Brothers Osborne singles chronology
| "Let's Go There" (2013) | "Rum" (2014) | "Stay a Little Longer" (2015) |

= Rum (song) =

Country song by Brothers Osborne about rum

"Rum" is a song recorded by American country music duo Brothers Osborne. The song was written by the duo, along with Barry Dean. It was released in March 2014 as the lead single from their first extended play Brothers Osborne and debut album Pawn Shop in 2016.

==Critical reception==
Billy Dukes of Taste of Country gave the song a favorable review, writing that "‘Rum’ has a garage rock quality to it.
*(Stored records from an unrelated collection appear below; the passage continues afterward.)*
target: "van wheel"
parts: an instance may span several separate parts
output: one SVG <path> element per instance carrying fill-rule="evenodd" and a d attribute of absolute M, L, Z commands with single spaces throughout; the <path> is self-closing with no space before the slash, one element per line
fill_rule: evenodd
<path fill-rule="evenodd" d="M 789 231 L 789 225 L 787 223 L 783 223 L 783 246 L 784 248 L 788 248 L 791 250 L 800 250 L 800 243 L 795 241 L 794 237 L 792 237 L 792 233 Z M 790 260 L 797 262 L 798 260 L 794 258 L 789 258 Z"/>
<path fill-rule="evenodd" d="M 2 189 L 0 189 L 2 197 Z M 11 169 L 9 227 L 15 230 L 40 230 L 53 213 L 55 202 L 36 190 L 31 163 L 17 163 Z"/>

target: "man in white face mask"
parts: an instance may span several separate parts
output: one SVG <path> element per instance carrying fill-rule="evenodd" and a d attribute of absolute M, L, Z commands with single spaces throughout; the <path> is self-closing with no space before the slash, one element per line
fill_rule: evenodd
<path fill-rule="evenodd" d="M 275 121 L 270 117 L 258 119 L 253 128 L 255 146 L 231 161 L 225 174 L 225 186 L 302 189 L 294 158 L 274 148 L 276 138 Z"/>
Sparse percussion backs John Osborne's guitar lick before brother T.J. begins his story." Bobby Peacock of Roughstock also reviewed the song favorably, saying that "the lyrical content is elevated to originality by way of nonstandard lyrics and phrasing, most notably on the chorus." Peacock added that "the best and most distinctive feature is the production, which is loose, stripped-down, and funky just like its predecessor."

==Music video==
The music video was directed by Peter Zavadil and premiered in July 2014. It was filmed in their hometown of Deale, Maryland.

==Chart performance==
"Rum" debuted at number 55 on the U.S. Billboard Country Airplay chart for the week of April 12, 2014. It also debuted at number 50 on the U.S. Billboard Hot Country Songs chart for the week of June 14, 2014.

| Chart (2014) | Peak position |
|---|---|
| US Country Airplay (Billboard) | 27 |
| US Hot Country Songs (Billboard) | 34 |

===Year-end charts===

| Chart (2014) | Position |
|---|---|
| US Country Airplay (Billboard) | 90 |
| US Hot Country Songs (Billboard) | 96 |

==Certifications==

| Region | Certification | Certified units/sales |
| United States (RIAA) | Gold | 500,000^{‡} |
^{‡} Sales+streaming figures based on certification alone.